Folks, that is three-quarters of one percent. Less than one percent. Or put it another way: for every $100 of deficit, Rep. Lankford and his colleagues are cutting seventy-five cents.

All this wrangling, all this speechifying, all the meetings and arguments and proposals and interviews - all for a lousy .74%. This is beyond appalling, beyond disgusting, and bears a passing resemblance to a great heaping mountain of male cow excrement. Only much, much worse.

Rep. Lankford, let me remind you and your fellow freshmen why you were voted into office last November: GET CONTROL OF WASHINGTON'S EXCESSIVE SPENDING!!!! With this kind of crapola you are spewing publicly, you are showing yourself to be no better than the one you replaced. YOU ARE NOT DOING YOUR JOB, SIR! GET WITH THE PROGRAM OR WE'LL FIND SOMEONE WHO WILL TO REPLACE YOU IN 2012!

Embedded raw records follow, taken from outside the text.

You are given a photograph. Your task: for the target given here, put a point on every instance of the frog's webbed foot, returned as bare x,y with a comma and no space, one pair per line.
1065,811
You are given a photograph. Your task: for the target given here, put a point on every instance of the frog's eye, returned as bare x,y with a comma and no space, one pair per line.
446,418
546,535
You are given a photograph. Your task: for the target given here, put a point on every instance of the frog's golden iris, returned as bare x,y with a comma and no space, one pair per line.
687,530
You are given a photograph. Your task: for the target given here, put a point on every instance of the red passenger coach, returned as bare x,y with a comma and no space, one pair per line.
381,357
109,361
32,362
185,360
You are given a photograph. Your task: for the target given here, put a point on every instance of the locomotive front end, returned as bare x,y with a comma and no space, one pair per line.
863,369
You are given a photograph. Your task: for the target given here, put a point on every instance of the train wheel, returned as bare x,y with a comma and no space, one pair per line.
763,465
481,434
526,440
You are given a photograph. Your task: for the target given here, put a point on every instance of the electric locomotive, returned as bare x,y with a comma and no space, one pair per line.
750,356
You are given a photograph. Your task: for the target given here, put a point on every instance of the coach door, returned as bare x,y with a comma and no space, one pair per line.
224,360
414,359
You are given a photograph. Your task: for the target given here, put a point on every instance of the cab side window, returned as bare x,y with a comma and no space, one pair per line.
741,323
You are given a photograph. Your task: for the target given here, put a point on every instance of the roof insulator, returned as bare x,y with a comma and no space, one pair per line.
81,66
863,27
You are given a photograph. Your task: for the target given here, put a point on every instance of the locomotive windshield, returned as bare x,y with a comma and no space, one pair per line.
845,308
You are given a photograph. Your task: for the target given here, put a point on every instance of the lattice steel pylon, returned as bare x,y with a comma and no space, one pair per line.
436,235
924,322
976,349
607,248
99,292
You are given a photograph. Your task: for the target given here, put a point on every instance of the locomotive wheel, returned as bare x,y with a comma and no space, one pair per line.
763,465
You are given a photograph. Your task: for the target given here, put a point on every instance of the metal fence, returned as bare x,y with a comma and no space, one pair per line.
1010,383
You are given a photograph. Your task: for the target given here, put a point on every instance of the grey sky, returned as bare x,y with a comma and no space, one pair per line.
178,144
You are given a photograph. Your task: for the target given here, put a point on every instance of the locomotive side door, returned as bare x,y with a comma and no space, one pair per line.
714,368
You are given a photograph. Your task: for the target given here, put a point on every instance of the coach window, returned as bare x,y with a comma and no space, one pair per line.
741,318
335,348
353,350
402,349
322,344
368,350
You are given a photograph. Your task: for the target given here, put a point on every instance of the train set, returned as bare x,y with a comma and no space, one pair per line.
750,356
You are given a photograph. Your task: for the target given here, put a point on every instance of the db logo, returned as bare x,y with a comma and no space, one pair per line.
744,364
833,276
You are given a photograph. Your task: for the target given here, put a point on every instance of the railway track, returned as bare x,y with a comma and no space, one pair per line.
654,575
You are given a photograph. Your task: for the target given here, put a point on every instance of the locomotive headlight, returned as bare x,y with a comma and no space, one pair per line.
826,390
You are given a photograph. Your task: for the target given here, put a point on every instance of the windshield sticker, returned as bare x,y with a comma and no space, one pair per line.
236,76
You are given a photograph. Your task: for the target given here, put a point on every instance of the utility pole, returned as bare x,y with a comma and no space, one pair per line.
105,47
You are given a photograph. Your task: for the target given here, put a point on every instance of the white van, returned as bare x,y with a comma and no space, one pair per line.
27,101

Let me help you out. You have set your goal way too low, obviously, so let's give you a new goal by taking your original yearly goal (104 billion) and make it your weekly goal! That would lead you to cutting 5.408 trillion by this time next year. That's over one-third (38.6%) of the deficit in one year! THAT would be a much more worthy goal for you!

I'll go even farther for you. Here's a list of programs that could be cut completely from the budget:

Dept. of Education
Dept. of Commerce
Dept. of Interior
Dept. of Homeland Security

And here's a list of those that could be cut drastically:

That's just a start, Congressman. I'm sure you can come up with some more.